About half way through our discussion Harvey started to talk about how things were going for him. He told me that for a long time he had three jobs, which kept him really busy. He wasn’t complaining, just explaining that he was active in his volunteer fire department in Tenafly N.J., where he rose through the ranks and eventually was chief, a rank he held for 12 years. At the same time, he continued, he was working full-time with the District Attorney’s (DA's) office in The Bronx, and of course he was also the long time editor-in-chief of Firehouse magazine, which also included overseeing Firehouse Expo in Baltimore and Firehouse World in San Diego. Now, he said, he was no longer the chief in Tenafly, he had retired from the DA’s office and his role at Firehouse had recently been modified and he was now the editor-in-chief emertitus with a significantly less busy calendar and schedule. These changes had resulted in Harvey having much more free time and he said he was happy to be able to spend it working on the new book and talking to his many friends in the FDNY.
Harvey asked and I answered many more questions that morning and sometime after noon we were finished. He gathered his recorder and note pads and we walked out to his car in my driveway. After putting his bag in the car he reached in and brought out a thick photo album that he placed on the hood of his car in front of me. I opened it and immediately recognized some of Harveys photographs. As I turned the pages Harvey narrated each photo. His first "published" photo, that of a blind man on the fire escape being led by a firefighter, was right up front. Then several of the many "cover shots" that Harvey had published in Firehouse magazine. He quickly recited the year, the city where it was taken, the fire and many other details of each of the covers. Other pictures were there too, of Harvey at memorable fires in New York City, of some of his honorary fire chief functions, and dozens of others. Harvey was beaming with pride as we turned the pages and I could only think, how does he find the time?
We said our goodbyes and Harvey drove away, neither of us knowing it would be our last moment together. It occurred to me just then that Harvey was not just a fire buff, or an honorary assistant chief, or photographer, or magazine editor or friend. Harvey was a man that didn’t let one thing slip by unnoticed or undone. He was busy because he was driven. Driven by his keen interest in the fire service, in his photography, in his magazine and in the many firehouses and friends he had in the FDNY and around the country. I don’t think Harvey every put off a project until tomorrow, he simply fit it into his already busy schedule.
So what is the lesson here, what is the message?
The lesson is don’t waste a minute of today!
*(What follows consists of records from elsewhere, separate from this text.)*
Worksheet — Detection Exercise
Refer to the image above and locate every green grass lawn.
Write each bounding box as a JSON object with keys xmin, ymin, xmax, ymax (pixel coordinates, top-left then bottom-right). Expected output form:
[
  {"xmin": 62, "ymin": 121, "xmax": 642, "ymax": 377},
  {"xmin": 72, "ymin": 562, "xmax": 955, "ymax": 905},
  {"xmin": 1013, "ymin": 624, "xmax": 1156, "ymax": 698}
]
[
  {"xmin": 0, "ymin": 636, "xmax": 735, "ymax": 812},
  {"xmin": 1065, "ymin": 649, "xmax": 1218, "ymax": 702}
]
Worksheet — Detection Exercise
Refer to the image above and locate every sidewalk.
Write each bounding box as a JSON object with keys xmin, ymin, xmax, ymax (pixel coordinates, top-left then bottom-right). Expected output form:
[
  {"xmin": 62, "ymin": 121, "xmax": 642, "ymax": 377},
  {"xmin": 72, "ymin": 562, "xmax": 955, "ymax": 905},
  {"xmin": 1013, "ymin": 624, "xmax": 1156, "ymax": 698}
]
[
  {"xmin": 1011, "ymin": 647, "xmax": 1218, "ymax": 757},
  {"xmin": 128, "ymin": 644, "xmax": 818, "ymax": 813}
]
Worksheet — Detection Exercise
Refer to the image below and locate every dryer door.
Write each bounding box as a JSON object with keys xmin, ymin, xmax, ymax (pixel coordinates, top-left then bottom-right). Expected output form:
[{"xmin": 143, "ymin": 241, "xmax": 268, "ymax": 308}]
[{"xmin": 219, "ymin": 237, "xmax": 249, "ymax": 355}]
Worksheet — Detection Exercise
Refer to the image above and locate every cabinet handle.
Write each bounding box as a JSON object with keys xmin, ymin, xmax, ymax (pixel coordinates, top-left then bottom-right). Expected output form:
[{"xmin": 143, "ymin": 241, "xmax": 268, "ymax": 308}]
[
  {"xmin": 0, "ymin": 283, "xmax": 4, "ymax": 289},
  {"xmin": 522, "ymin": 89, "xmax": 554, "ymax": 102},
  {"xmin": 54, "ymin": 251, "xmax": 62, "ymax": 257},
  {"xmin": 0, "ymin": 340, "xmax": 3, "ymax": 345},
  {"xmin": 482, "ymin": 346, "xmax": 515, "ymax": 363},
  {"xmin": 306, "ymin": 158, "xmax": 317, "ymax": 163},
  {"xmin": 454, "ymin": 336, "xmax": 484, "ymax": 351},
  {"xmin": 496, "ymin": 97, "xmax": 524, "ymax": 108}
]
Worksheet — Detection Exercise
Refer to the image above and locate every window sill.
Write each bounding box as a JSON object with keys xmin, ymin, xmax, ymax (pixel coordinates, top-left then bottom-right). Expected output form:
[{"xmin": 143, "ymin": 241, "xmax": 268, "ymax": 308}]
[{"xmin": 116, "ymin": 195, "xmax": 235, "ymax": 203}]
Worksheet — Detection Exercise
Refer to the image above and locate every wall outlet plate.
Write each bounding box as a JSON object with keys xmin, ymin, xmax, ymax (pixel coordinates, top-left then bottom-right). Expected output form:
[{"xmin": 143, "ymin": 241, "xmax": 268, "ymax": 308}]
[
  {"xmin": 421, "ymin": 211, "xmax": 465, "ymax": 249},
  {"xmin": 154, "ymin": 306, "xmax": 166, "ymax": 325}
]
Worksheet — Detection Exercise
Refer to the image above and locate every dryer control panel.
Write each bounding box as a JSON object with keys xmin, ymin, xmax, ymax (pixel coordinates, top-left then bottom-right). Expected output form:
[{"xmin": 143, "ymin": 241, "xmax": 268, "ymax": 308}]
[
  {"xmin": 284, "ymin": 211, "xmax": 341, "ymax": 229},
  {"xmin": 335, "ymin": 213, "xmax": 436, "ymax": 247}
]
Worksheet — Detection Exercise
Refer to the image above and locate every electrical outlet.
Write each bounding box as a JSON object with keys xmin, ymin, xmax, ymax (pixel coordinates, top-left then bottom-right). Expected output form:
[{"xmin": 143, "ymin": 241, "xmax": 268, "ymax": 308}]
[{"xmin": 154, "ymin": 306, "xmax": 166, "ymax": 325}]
None of us knows how many years or months or even days we have in our future. Harvey never wasted a moment and we should all be thankful for that. His busy schedule resulted in fantastic photos of firefighters doing fantastic things, in great new presenters and authors getting out there and teaching firefighters how to stay alive, in deserving foundations raising funds for worthy recipients and much more.
Harvey squeezed a hundred years of service, dedication and humility into his 59 years with us.